Paraoxonase-1 55 LL Genotype Is Associated with No ST-Elevation Myocardial Infarction and with High Levels of Myoglobin

• Main Authors: Francesca Marchegiani, Liana Spazzafumo, Maurizio Cardelli, Mauro Provinciali, Francesco Lescai, Claudio Franceschi, Roberto Antonicelli
• Format: Article
• Language: English
• Published: Hindawi Limited 2012-01-01
• Series: Journal of Lipids
• Online Access: http://dx.doi.org/10.1155/2012/601796

It is well known that serum paraoxonase (PON1) plays an important role in the protection of LDL from oxidation.
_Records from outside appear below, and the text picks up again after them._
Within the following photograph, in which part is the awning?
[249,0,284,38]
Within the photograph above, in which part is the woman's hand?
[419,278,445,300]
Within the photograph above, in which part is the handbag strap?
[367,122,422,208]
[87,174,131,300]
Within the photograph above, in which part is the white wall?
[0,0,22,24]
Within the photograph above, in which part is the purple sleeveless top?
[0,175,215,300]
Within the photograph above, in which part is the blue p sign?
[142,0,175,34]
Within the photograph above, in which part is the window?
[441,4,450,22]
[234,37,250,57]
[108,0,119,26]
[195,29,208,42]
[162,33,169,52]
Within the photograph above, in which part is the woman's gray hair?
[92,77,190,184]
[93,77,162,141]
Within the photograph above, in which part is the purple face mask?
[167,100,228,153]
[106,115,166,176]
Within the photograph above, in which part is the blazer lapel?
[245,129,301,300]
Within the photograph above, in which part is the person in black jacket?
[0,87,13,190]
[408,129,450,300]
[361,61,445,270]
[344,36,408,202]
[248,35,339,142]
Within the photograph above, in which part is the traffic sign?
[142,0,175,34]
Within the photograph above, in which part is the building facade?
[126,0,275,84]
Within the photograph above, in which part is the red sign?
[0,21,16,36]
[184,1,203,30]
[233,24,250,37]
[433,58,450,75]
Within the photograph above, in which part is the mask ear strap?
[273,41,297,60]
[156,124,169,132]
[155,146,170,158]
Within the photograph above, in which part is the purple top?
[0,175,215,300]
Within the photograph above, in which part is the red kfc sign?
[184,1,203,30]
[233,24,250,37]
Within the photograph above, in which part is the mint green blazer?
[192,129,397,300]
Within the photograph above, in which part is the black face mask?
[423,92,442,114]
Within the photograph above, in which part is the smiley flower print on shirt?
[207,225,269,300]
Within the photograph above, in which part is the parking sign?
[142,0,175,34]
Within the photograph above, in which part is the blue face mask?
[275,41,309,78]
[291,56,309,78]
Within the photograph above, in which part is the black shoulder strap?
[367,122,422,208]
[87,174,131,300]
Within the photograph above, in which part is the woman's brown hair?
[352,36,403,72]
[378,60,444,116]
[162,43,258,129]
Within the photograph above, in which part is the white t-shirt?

PON1 55 polymorphism is currently investigated for its possible involvement in cardiovascular diseases. The objective of our study is to verify if PON1 55 polymorphism is associated with risk of acute coronary syndrome (ACS) and with biochemical myocardial ischemia markers, such as troponin I, creatine kinase (CK)-MB, myoglobin, and C-reactive protein. We analysed PON1 55 polymorphism in a total of 440 elderly patients who underwent an ACS episode: 98 patients affected by unstable angina (UA), 207 AMI (acute myocardial infarction) patients affected by STEMI (ST elevation), and 135 AMI patients affected by NSTEMI (no ST elevation). We found that individuals carrying PON1 55 LL genotype are significantly more represented among AMI patients affected by NSTEMI; moreover, the patients carrying LL genotype showed significantly higher levels of myoglobin in comparison to LM + MM carriers patients. Our study suggests that PON1 55 polymorphism could play a role in the pathogenesis of cardiac ischemic damage. In particular, the significant association between PON1 55 LL genotype and the occurrence of a NSTEMI may contribute to improve the stratification of the cardiovascular risk within a population.